La croissance économique américaine a surpris au troisième trimestre, portée par une dynamique commerciale inattendue et des dépenses soutenues des ménages les plus aisés. Cette performance, bien que robuste, pourrait ne pas se maintenir à long terme, avec un ralentissement anticipé et une dépendance croissante à l’investissement technologique.
Le produit intérieur brut (PIB) des États-Unis a affiché une croissance annualisée de 4,3 % au troisième trimestre, dépassant les prévisions des économistes qui tablaient sur 3,3 %. Cette forte progression est principalement due à une amélioration significative de la balance commerciale, avec une hausse des exportations de 8,8 % et une baisse des importations de 4,7 %. La contribution nette du commerce extérieur à cette croissance s’élève à 1,6 point de pourcentage.
Au-delà du commerce extérieur, la croissance a été soutenue par une augmentation de 3,5 % des investissements fixes non résidentiels, bien que légèrement inférieure aux attentes. L’investissement résidentiel, en revanche, a continué de baisser, enregistrant une chute de 5,1 % pour le deuxième trimestre consécutif. Les dépenses publiques ont progressé de 2,2 %, tandis que les variations de stocks ont eu un impact négatif, soustrayant 0,22 point de pourcentage à la croissance globale.
Les analystes prévoient un ralentissement marqué de la croissance au quatrième trimestre, en partie en raison des perturbations causées par l’arrêt temporaire de l’administration gouvernementale américaine en octobre.
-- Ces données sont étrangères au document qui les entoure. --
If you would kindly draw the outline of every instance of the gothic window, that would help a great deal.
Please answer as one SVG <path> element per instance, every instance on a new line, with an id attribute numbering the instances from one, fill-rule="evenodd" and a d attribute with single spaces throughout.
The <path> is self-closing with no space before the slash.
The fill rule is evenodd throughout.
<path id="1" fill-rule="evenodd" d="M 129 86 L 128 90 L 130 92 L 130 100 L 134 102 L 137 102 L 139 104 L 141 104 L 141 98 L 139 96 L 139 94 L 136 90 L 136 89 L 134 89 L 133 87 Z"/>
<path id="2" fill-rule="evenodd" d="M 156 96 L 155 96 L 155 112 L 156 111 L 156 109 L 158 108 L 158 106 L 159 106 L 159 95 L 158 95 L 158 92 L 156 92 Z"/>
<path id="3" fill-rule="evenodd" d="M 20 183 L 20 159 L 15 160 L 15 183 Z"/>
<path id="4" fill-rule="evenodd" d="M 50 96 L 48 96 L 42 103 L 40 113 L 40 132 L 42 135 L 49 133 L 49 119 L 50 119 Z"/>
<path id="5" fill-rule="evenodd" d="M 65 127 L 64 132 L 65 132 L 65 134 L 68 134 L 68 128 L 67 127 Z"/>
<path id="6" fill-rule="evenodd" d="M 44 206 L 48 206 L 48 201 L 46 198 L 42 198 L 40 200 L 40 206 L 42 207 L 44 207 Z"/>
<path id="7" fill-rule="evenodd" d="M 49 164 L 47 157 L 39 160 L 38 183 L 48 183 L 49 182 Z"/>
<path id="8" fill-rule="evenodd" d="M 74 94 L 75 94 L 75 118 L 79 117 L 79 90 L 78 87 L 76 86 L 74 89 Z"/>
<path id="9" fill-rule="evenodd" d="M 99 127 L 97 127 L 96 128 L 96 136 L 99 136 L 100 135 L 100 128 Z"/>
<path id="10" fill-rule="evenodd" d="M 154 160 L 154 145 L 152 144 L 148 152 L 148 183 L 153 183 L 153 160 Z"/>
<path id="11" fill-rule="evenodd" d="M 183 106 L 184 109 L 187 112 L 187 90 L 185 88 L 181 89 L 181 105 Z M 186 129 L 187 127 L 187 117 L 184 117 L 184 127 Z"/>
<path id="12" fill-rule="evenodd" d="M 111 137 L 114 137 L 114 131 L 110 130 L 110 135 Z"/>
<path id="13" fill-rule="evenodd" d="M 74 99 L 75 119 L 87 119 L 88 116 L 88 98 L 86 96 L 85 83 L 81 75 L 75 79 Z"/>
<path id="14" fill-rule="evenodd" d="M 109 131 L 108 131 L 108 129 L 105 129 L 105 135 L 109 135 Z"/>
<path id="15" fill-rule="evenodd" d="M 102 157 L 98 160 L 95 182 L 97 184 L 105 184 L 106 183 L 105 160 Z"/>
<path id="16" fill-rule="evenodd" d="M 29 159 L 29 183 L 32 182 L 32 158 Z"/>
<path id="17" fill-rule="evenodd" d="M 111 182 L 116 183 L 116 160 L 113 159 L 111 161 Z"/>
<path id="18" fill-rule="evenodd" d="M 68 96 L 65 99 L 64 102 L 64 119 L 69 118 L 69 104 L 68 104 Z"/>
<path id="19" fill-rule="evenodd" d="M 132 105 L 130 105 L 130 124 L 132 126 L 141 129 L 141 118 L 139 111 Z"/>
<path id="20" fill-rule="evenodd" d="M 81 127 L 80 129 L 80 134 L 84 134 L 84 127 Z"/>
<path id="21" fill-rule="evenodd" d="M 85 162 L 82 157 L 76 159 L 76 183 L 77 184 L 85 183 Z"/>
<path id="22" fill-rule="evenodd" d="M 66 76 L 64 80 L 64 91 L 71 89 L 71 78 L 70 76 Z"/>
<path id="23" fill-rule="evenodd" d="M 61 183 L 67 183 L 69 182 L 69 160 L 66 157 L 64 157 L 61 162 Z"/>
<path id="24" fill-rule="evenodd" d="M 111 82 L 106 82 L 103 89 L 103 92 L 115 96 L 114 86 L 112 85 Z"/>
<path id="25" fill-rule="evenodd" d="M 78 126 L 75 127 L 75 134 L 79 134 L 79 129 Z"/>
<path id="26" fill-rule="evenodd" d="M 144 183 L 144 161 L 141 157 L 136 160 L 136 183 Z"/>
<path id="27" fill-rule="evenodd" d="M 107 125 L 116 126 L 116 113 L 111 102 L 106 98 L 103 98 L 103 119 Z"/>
Ils anticipent également une contribution moins importante du commerce extérieur et un tassement des dépenses de consommation.
L’économie américaine présente une structure contrastée, marquée par une disparité croissante entre les ménages. Les 20 % des foyers les plus riches continuent de stimuler la demande grâce à des revenus élevés et une richesse en forte augmentation, tandis que les 60 % les plus modestes sont confrontés à des difficultés financières et à des incertitudes concernant l’emploi et l’inflation. Cette situation explique en partie la persistance des dépenses de consommation malgré un niveau de confiance des consommateurs relativement bas.
Cette tendance se reflète également dans le secteur des entreprises. Si les investissements des entreprises hors secteur technologique ont diminué pendant quatre trimestres consécutifs, signe d’un ralentissement économique, les investissements dans l’informatique et les logiciels ont augmenté de 18 % sur un an, contribuant à un tiers de la croissance du PIB de 2,3 % en glissement annuel. Le gouvernement et les entreprises semblent unis dans leur volonté de prendre l’ascendant dans la course à la domination de l’intelligence artificielle (IA).
Selon les experts, les dépenses des ménages à revenu élevé et l’investissement technologique devraient rester les principaux moteurs de la croissance en 2026. Un retournement du marché boursier, affectant la valeur des actions technologiques, ou un resserrement des conditions de crédit pourraient toutefois modifier cette trajectoire. Les 20 % des ménages américains les plus riches détiennent à eux seuls 70 % de la richesse du pays, et une baisse de leur pouvoir d’achat aurait un impact significatif sur la consommation.